Coffee and Walnut Cake with Butter Icing
This is a classic layer cake with ‘proper’ butter icing! Replace walnuts with pecan nuts if not fresh or available.
YOU WILL NEED
- 1 T (15 ml) good quality coffee granules
- 1 cup (250 ml) hot full cream milk
- 3 extra large eggs, at room temperature
- ½ cup butter, melted
- ¼ cup (60 ml) canola oil
- 2 t (10 ml) ground cinnamon
- 100 g walnuts or pecan nuts, reserve 8 for garnishing and chop the rest
- 1 x 600 g Ina Paarman’s Vanilla Cake Mix
- 1 x 250 g Ina Paarman’s Vanilla Icing Kit
- ½ cup (125 g) butter, at room temperature
- 2 t (10 ml) good quality coffee granules
- 4 T (60 ml) warm water
Adjust the oven rack to middle position. Preheat the oven to 180°C. Butter 2 x 22 cm or 2 x 20 cm layer cake pans generously and line the bases with baking paper.
Dissolve the coffee granules in the hot milk. Beat eggs, butter and oil together for 1 minute on high speed until well blended. Add milk with coffee and beat in.

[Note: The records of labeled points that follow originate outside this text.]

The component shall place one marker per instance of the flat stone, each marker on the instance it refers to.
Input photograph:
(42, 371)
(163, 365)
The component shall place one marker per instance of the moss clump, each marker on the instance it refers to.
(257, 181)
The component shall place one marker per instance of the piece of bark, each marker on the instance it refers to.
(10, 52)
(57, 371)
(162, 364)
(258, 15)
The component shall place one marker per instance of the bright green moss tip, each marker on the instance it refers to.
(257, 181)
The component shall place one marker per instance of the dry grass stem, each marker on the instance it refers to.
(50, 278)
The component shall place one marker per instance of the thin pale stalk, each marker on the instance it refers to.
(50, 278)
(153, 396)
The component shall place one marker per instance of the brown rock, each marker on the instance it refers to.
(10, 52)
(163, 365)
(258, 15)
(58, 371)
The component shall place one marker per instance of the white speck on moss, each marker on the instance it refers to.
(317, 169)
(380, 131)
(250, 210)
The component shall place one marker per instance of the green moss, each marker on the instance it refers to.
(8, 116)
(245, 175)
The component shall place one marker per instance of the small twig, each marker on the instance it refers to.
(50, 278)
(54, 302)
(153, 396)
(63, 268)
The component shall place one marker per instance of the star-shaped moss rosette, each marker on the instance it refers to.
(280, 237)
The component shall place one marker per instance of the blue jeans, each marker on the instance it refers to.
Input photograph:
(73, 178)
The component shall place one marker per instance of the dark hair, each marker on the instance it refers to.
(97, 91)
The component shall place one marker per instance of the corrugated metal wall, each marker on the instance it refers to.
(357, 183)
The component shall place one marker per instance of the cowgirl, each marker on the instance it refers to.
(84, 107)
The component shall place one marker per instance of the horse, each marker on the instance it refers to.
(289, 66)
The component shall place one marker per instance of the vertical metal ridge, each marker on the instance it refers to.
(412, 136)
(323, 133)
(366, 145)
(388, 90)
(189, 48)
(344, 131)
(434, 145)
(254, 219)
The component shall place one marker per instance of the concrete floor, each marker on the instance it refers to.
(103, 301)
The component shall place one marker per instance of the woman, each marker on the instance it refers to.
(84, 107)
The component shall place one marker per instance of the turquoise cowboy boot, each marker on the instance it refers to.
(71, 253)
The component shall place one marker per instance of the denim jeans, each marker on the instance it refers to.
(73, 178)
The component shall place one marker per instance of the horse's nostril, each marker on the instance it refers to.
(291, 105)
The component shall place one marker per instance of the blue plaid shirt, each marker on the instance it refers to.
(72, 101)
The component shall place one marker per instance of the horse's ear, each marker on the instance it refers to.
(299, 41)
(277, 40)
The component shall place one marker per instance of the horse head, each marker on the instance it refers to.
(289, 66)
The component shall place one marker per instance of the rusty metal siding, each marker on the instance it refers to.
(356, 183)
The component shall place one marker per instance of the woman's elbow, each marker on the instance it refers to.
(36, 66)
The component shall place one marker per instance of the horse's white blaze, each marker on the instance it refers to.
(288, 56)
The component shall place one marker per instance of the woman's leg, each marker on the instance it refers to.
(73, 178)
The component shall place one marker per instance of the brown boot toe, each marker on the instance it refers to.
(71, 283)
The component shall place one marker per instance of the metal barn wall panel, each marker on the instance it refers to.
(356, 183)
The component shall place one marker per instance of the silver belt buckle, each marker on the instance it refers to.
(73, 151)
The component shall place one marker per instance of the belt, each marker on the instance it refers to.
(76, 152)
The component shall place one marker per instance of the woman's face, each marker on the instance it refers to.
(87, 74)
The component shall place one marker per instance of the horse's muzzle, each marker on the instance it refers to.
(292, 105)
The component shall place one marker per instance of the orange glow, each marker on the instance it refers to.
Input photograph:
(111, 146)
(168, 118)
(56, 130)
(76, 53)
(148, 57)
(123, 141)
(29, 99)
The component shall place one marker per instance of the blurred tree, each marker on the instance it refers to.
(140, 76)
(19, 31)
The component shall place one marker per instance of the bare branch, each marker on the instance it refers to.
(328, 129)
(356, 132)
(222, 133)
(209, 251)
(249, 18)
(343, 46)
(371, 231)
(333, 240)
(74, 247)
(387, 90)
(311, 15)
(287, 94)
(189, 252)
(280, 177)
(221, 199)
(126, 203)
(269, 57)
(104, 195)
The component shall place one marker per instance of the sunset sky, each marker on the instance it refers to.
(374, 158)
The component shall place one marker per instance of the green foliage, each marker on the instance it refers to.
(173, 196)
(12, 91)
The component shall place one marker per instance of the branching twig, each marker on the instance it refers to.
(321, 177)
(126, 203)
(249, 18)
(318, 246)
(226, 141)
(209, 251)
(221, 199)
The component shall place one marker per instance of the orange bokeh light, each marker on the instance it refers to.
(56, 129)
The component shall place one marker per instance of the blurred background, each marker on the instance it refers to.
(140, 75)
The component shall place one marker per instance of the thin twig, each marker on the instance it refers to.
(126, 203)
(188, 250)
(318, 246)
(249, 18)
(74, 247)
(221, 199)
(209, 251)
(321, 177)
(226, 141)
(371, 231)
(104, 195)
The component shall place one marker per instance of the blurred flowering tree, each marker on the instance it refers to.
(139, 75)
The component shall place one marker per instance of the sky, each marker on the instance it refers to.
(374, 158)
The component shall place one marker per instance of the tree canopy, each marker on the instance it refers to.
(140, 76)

Add the cinnamon and chopped nuts to the dry Cake Mix and then add everything to the egg mixture. Fold in gently by hand until combined.
Divide the mixture between the two pans and level out, leaving a slight hollow in the middle of each pan.

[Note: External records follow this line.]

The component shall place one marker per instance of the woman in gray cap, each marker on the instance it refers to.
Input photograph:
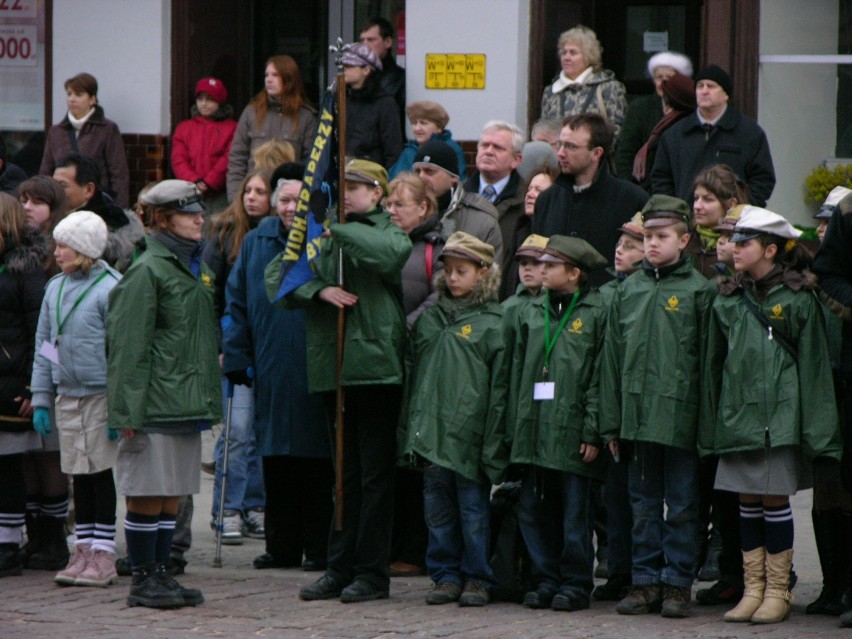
(162, 385)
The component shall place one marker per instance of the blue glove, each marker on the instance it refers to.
(41, 421)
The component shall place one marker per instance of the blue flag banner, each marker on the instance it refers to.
(303, 240)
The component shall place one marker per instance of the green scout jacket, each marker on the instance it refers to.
(374, 252)
(654, 353)
(758, 394)
(162, 363)
(457, 389)
(548, 433)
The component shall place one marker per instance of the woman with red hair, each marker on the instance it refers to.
(280, 112)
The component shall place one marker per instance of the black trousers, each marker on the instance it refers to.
(362, 549)
(298, 507)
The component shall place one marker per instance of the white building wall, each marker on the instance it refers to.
(797, 103)
(126, 45)
(497, 28)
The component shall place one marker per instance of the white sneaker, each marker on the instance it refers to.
(231, 528)
(253, 524)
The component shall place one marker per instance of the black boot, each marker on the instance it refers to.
(147, 590)
(54, 553)
(35, 538)
(10, 560)
(827, 527)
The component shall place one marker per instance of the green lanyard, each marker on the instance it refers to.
(548, 343)
(59, 320)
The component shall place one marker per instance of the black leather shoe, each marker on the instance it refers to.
(569, 603)
(323, 588)
(313, 565)
(361, 590)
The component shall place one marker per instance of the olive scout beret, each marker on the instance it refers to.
(573, 251)
(367, 172)
(664, 210)
(426, 110)
(532, 247)
(634, 227)
(177, 195)
(468, 247)
(756, 221)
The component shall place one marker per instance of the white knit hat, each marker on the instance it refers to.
(676, 61)
(83, 231)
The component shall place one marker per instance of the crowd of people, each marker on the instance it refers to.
(603, 320)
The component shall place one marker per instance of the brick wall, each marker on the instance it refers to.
(146, 159)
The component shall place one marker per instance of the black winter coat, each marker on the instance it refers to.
(595, 214)
(22, 282)
(372, 124)
(684, 150)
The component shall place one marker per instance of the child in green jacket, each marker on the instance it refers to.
(629, 252)
(768, 356)
(653, 356)
(555, 431)
(456, 419)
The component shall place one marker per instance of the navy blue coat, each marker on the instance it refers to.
(273, 340)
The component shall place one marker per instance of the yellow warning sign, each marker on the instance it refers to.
(455, 70)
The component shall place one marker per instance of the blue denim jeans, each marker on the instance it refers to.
(665, 549)
(244, 488)
(554, 513)
(619, 516)
(458, 515)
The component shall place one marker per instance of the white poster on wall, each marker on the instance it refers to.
(22, 65)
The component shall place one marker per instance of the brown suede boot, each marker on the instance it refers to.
(754, 578)
(776, 597)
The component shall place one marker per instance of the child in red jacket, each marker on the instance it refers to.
(200, 145)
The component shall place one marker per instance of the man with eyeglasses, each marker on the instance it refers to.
(587, 201)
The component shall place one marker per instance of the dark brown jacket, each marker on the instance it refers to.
(100, 139)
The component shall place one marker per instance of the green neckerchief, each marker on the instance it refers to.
(61, 322)
(708, 237)
(548, 343)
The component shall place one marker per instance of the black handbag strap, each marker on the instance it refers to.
(774, 334)
(73, 137)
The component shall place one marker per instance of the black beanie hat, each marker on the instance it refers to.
(288, 171)
(440, 154)
(719, 76)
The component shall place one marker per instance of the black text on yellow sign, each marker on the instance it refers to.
(455, 70)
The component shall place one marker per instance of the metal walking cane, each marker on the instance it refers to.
(217, 557)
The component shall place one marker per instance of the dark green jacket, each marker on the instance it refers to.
(758, 394)
(457, 391)
(549, 433)
(162, 364)
(374, 253)
(654, 353)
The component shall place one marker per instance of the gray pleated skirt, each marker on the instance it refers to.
(157, 465)
(781, 471)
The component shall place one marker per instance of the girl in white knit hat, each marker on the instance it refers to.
(69, 374)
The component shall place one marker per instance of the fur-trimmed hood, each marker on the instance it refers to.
(794, 280)
(29, 254)
(485, 290)
(121, 242)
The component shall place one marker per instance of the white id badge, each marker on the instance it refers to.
(49, 351)
(543, 390)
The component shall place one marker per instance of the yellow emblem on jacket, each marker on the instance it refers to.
(576, 327)
(465, 331)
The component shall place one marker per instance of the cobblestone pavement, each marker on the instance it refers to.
(244, 602)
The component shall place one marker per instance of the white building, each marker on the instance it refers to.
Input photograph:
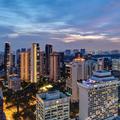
(14, 83)
(79, 69)
(116, 64)
(52, 105)
(98, 97)
(35, 63)
(90, 67)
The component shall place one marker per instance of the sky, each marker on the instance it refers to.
(67, 24)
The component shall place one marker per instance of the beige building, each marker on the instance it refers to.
(25, 66)
(35, 63)
(98, 97)
(42, 63)
(14, 83)
(75, 72)
(52, 105)
(54, 67)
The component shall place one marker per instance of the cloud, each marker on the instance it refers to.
(75, 37)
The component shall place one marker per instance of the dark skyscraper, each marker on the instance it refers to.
(7, 61)
(48, 51)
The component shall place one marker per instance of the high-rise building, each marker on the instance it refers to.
(48, 51)
(100, 63)
(35, 63)
(7, 61)
(53, 105)
(42, 63)
(25, 66)
(14, 83)
(54, 67)
(62, 64)
(75, 71)
(1, 102)
(90, 67)
(1, 60)
(116, 64)
(98, 97)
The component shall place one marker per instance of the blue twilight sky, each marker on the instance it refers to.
(90, 24)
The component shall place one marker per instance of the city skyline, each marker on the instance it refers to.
(63, 23)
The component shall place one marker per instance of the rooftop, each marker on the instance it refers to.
(99, 77)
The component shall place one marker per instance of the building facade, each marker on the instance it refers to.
(52, 106)
(54, 67)
(25, 66)
(48, 51)
(75, 71)
(14, 83)
(116, 64)
(98, 97)
(35, 63)
(7, 61)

Bake for about 25 – 30 minutes. Cake is done when a thin-bladed knife inserted in the centre comes out clean or cake pulls away slightly from the sides of the pan.
Cool cake in the pan for 10 minutes. Turn out onto a cooling rack. Do not ice until cake is completely cool.
Mix according to package instructions. Sandwich cakes together with one third of the icing.
Coat top of cake with the second third and use remaining icing to pipe a rosette on each portion marking off the portions. Garnish with halved nuts. Keep in an airtight container until serving time.